[RFC] writev() semantics with invalid iovec in the middle

From: Al Viro
Date: Wed Sep 14 2016 - 17:35:04 EST


Right now writev() with 3-iovec array that has unmapped address in
the second element and total length less than PAGE_SIZE will write the
first segment and stop at that. Among other things, it guarantees the
short copy, and I would rather have it yeild 0-bytes write (and -EFAULT as
return value).

All POSIX has to say about that is this (in 2.3 Error Numbers):

[EFAULT]
Bad address. The system detected an invalid address in attempting to use
an argument of a call. The reliable detection of this error cannot be
guaranteed, and when not detected may result in the generation of a signal,
indicating an address violation, which is sent to the process.

Note that unmapped page in the middle of a range covered already can lead to
the same kind of short write - i.e. if we have
p = mmap(0, 3*4096, PROT_READ, MAP_ANONYMOUS|MAP_PRIVATE, -1, 0);
munmap(p + 4096, 4096);
fd = open("/tmp/foo", O_CREAT|O_TRUNC|O_RDWR, 0777);
write(fd, p + 2048, 8192);

write() will yield -EFAULT, not a 2Kb stored. The same will happen with
writev(fd, &(struct iovec){p + 2048, 8192}, 1);
BTW, adding lseek(fd, 2049, SEEK_SET); before that write (or writev) will
result in 2047 bytes being written by the latter.
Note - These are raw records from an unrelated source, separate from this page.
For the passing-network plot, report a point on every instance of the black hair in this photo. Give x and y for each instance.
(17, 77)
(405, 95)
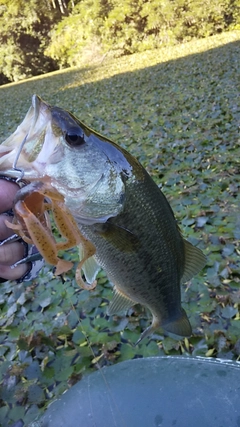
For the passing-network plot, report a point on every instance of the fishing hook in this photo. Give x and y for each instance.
(16, 160)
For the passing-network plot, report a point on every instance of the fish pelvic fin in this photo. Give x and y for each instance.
(120, 303)
(195, 260)
(90, 267)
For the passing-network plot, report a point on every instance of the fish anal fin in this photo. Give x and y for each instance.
(195, 260)
(120, 303)
(179, 327)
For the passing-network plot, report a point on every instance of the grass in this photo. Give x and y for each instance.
(178, 111)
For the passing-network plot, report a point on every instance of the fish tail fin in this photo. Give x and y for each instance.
(179, 327)
(155, 324)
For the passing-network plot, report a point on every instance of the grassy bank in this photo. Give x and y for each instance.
(178, 111)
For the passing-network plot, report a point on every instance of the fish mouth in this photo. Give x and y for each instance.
(25, 153)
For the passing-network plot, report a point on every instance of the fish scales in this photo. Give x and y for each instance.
(117, 206)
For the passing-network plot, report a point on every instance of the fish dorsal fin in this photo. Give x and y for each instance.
(90, 267)
(195, 260)
(120, 303)
(180, 327)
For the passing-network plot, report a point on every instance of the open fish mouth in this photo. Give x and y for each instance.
(29, 147)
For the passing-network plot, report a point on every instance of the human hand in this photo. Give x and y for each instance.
(9, 252)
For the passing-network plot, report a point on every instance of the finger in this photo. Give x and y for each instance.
(7, 194)
(5, 231)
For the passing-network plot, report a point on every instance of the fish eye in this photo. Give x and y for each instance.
(73, 139)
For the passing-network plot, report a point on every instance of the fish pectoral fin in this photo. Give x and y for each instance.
(195, 260)
(120, 303)
(118, 236)
(179, 327)
(90, 267)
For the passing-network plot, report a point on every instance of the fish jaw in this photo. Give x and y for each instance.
(88, 175)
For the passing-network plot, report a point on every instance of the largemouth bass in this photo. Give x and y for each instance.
(117, 206)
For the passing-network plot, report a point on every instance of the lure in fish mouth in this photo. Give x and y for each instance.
(117, 207)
IOW, we do not try to squeeze every byte that can be squeezed out of the
buffer; generally, an unmapped address anywhere in PAGE_SIZE worth of data
that would go into the same page-aligned chunk of destination can result in
short write cut at the beginning of that chunk. iovec boundaries act
as barriers to short writes, mostly by accident.
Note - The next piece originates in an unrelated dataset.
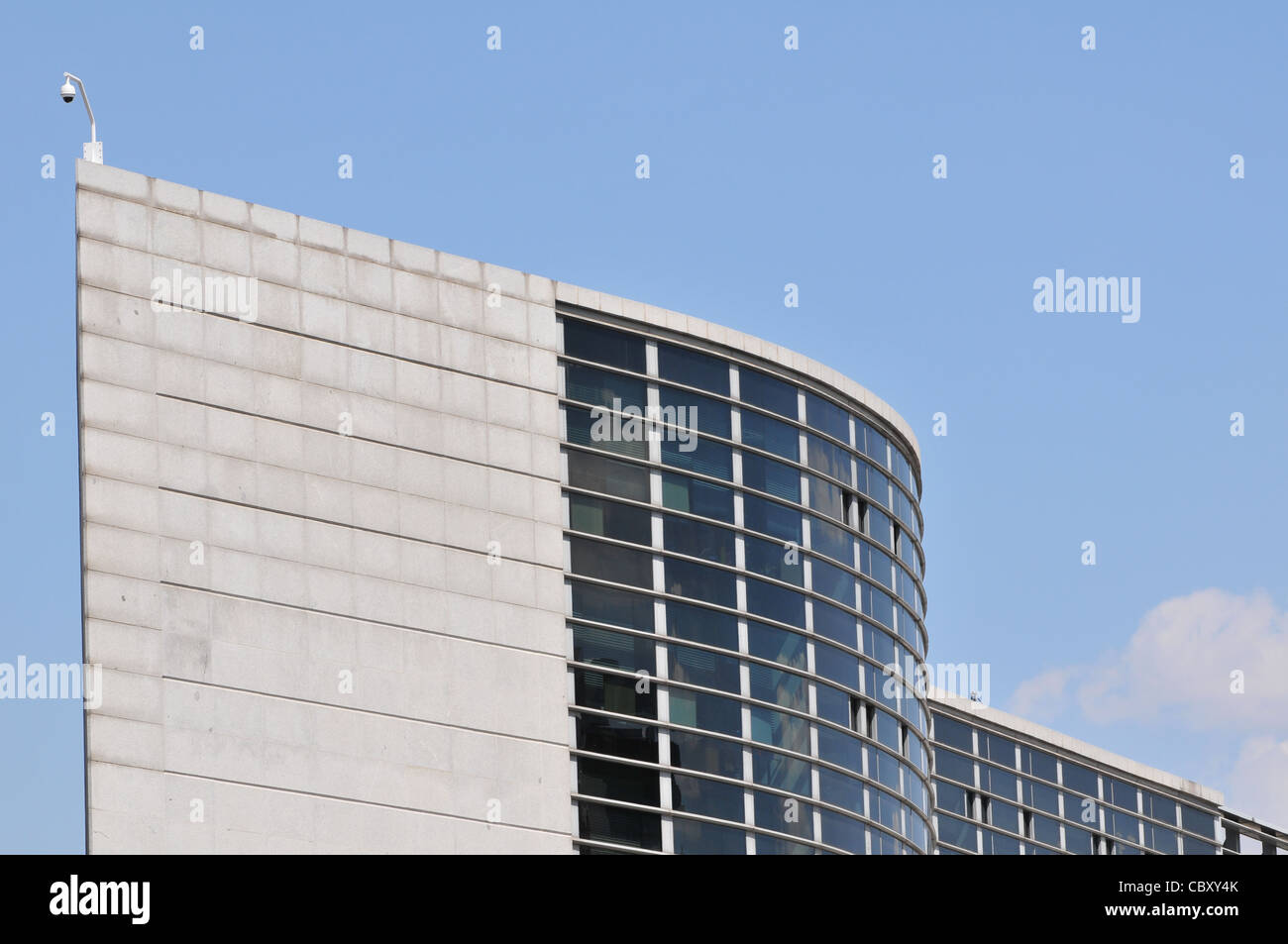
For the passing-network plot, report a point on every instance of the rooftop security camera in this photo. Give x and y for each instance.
(93, 147)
Do we need to preserve that special treatment of iovec boundaries? I would
really like to get rid of that - the current behaviour is an easy and reliable
way to trigger a short copy case in ->write_end() and those are fairly
brittle. Sure, we still need to cope with them, and I think I've got all
instances in the current mainline fixed, but they are often suboptimal.

Objections?